Ancora psicosi Babau “Gender” – il caso clinico di Verona. Nota Arcigay

  

Dopo la minaccia di censura sui libri nelle biblioteche che ha scatenato polemiche e reazione anche fuori dai confini italiani, è arrivato l’annullamento dell’evento “La biblioteca Vivente” nel programma del festival Tocatì previsto a Verona tra pochi giorni.

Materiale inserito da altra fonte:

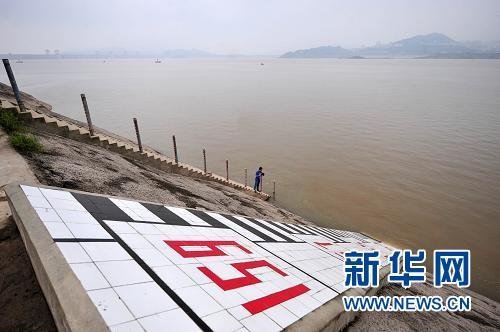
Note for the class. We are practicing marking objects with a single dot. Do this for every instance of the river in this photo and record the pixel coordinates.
(407, 151)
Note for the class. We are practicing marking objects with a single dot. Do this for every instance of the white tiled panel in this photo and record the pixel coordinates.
(172, 268)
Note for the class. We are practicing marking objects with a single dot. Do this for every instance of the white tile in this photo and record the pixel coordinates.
(31, 191)
(225, 271)
(90, 277)
(173, 276)
(48, 215)
(86, 231)
(135, 210)
(64, 204)
(38, 201)
(194, 273)
(239, 312)
(188, 216)
(260, 322)
(198, 300)
(120, 273)
(222, 321)
(76, 217)
(73, 252)
(120, 227)
(145, 299)
(281, 315)
(143, 228)
(152, 257)
(109, 305)
(105, 251)
(325, 295)
(132, 326)
(58, 230)
(136, 241)
(237, 228)
(260, 229)
(52, 193)
(296, 307)
(226, 299)
(172, 320)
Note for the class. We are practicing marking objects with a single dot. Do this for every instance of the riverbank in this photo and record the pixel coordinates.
(71, 164)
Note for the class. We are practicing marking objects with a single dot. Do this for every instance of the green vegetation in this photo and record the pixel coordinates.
(25, 142)
(10, 122)
(19, 139)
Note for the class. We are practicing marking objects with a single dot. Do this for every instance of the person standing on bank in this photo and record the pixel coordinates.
(258, 176)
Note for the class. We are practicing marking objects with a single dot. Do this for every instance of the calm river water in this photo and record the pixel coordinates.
(407, 151)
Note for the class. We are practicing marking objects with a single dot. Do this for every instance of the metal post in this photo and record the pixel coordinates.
(13, 84)
(138, 135)
(175, 150)
(87, 114)
(204, 161)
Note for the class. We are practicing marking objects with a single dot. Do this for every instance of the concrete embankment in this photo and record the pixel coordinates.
(77, 165)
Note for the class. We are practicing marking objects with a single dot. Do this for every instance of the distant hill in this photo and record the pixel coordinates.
(320, 52)
(428, 46)
(193, 53)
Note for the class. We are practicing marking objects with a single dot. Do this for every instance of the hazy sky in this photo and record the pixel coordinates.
(235, 26)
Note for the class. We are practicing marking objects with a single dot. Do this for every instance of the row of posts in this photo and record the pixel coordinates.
(22, 108)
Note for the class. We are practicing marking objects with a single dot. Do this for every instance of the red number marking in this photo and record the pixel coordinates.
(214, 250)
(266, 302)
(248, 279)
(254, 306)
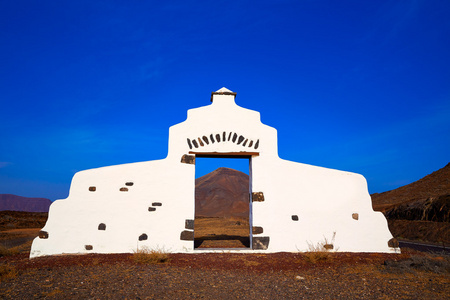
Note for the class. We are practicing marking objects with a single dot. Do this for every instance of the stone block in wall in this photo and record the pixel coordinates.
(43, 234)
(393, 243)
(260, 242)
(189, 224)
(257, 230)
(188, 159)
(258, 197)
(187, 235)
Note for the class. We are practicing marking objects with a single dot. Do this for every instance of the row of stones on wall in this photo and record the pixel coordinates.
(355, 216)
(122, 189)
(213, 138)
(102, 226)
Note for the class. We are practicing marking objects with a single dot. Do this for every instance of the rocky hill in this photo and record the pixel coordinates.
(222, 193)
(18, 203)
(432, 189)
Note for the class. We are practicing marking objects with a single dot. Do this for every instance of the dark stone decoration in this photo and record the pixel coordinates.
(43, 234)
(257, 230)
(217, 137)
(188, 159)
(328, 246)
(393, 243)
(260, 243)
(187, 235)
(189, 224)
(258, 197)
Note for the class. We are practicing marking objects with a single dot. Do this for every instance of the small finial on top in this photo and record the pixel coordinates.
(223, 91)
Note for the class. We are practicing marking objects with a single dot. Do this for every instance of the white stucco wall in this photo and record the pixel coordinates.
(324, 200)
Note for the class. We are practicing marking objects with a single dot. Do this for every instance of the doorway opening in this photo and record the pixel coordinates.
(222, 206)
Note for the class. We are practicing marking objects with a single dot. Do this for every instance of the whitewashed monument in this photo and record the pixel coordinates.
(119, 209)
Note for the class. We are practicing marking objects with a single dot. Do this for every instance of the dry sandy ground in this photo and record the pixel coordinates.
(314, 275)
(228, 276)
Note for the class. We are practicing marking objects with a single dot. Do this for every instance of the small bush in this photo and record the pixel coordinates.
(150, 256)
(7, 272)
(4, 251)
(320, 251)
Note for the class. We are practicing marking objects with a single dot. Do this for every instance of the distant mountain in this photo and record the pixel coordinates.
(222, 193)
(427, 199)
(18, 203)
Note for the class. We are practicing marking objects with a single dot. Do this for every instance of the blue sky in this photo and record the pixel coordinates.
(361, 86)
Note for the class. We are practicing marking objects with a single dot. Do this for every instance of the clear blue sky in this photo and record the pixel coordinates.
(361, 86)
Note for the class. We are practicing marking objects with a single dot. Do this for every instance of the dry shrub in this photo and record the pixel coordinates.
(7, 272)
(150, 256)
(321, 251)
(4, 251)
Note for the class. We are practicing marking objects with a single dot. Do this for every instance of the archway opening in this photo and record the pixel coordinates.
(222, 207)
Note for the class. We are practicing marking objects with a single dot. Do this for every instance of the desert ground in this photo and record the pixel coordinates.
(220, 275)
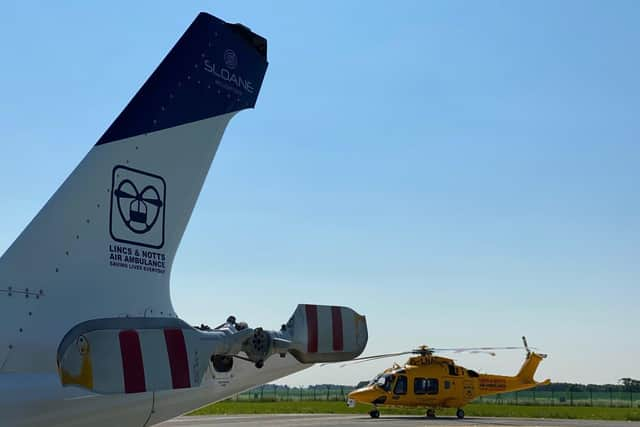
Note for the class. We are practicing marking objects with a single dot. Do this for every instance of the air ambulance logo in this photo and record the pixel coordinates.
(137, 207)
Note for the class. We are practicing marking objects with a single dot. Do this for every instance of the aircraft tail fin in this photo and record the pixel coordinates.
(529, 367)
(105, 241)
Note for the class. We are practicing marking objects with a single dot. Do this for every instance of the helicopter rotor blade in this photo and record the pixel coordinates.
(123, 194)
(372, 358)
(155, 202)
(473, 349)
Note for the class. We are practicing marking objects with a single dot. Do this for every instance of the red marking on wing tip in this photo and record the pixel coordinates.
(336, 322)
(178, 360)
(312, 328)
(132, 365)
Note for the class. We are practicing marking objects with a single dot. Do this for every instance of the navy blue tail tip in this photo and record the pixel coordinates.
(214, 69)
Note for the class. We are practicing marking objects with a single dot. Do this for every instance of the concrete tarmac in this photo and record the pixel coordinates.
(319, 420)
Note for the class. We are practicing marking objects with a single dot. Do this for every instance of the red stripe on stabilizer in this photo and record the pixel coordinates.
(178, 360)
(312, 328)
(336, 322)
(132, 365)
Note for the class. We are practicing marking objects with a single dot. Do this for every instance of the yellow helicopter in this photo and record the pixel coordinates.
(432, 382)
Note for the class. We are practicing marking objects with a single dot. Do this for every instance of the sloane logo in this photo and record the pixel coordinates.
(230, 59)
(231, 62)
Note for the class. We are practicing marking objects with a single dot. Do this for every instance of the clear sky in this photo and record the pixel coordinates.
(461, 172)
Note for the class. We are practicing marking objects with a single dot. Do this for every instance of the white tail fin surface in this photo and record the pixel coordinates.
(103, 245)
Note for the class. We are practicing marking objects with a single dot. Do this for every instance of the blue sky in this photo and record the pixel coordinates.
(461, 172)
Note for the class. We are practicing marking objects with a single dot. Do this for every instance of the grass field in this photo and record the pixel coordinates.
(482, 410)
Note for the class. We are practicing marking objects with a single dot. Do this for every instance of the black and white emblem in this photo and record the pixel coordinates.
(137, 207)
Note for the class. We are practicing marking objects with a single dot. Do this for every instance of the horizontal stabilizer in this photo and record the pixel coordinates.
(133, 355)
(324, 333)
(138, 354)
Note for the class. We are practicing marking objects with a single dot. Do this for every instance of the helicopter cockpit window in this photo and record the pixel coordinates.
(425, 386)
(401, 385)
(383, 381)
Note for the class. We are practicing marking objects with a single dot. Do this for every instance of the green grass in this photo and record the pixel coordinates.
(230, 407)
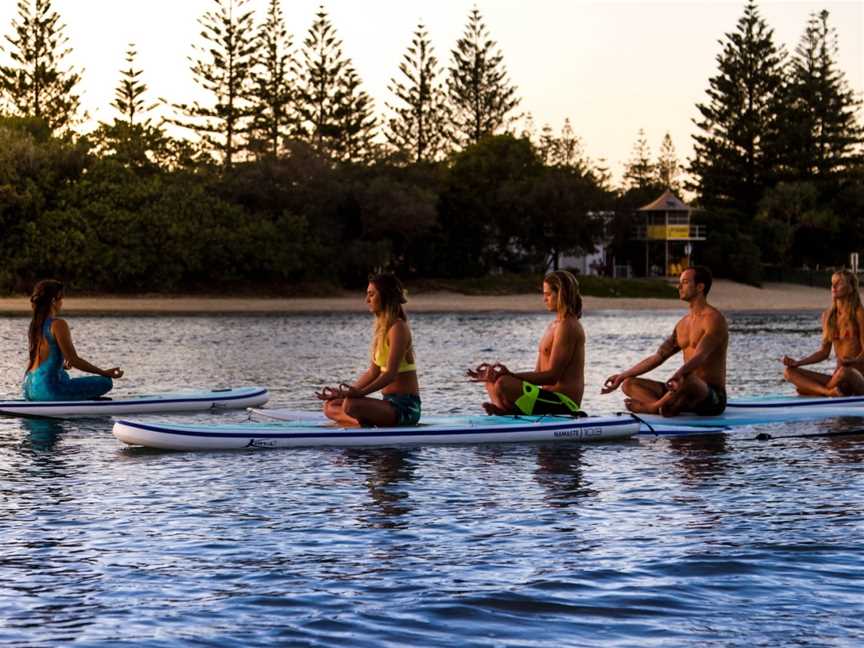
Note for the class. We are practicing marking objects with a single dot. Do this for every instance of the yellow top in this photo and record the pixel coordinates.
(383, 352)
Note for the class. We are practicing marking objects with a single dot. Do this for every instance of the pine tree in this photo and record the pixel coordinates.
(568, 150)
(223, 68)
(822, 133)
(481, 96)
(420, 122)
(354, 118)
(37, 84)
(132, 138)
(274, 116)
(547, 146)
(129, 95)
(668, 169)
(735, 156)
(640, 172)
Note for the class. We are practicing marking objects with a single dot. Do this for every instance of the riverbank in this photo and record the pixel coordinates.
(726, 295)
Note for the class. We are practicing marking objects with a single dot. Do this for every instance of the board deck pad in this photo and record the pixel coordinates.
(181, 401)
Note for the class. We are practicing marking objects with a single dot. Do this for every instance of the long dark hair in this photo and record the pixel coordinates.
(45, 294)
(392, 297)
(854, 302)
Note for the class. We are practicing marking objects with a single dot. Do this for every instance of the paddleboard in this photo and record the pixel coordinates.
(303, 418)
(462, 429)
(768, 409)
(186, 401)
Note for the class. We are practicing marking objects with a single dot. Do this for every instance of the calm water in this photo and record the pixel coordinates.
(703, 541)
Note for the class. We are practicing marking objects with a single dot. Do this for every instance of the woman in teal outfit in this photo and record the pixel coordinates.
(52, 351)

Il Comune è terrorizzato dal solito babau (lo chiamano “gender”) inventato e agitato dai fondamentalisti cattolici della città. Si scopre così che la pericolosa minaccia alla “famiglia naturale” si materializza in 25 persone che con coraggio raccontano il loro vissuto affinché, come avviene appunto nella lettura di un libro, l’ascoltatore possa vivere e conoscere realtà diversa dalla propria. 25 persone, 25 persone che con coraggio raccontano una esperienza di discriminazione per la loro differenza culturale, per la loro disabilità fisica, per il loro passato, per il loro diverso orientamento sessuale.

Ma il Comune decide di bloccare l’iniziativa già rodata negli anni, che ha sempre avuto un ampio successo di pubblico per l’alto contenuto di valori umani di cui si fa promotrice, perché “la tipologia di contenuti non è adeguata al messaggio culturale del festival”. Già perché tra i vissuti c’è anche “Mio figlio è gay”: evidentemente il messaggio culturale del festival, su mandato di Sboarina e dei pasdaran cattolici della città, è che non esistono figli gay a Verona, e se esistono non bisogna vederli e ascoltarli. Bel messaggio culturale per la famiglia.

La deriva d’inutile fondamentalismo religioso che inghiottirà Verona è già evidente in pochi mesi d’inoperosa amministrazione.

Esortiamo chiunque creda in una società aperta, laica, libera, tollerante ed europea, a non arretrare di fronte a questi tristi rigurgiti di oscurantismo d’altri tempi. Persone LGBTI, persone laiche, ma anche cattolici adulti, attenzione ai danni che può fare questa psicosi: finché il babau spaventa i bambini, si può capire, ma quando mobilita un’amministrazione di adulti, diventa un caso clinico.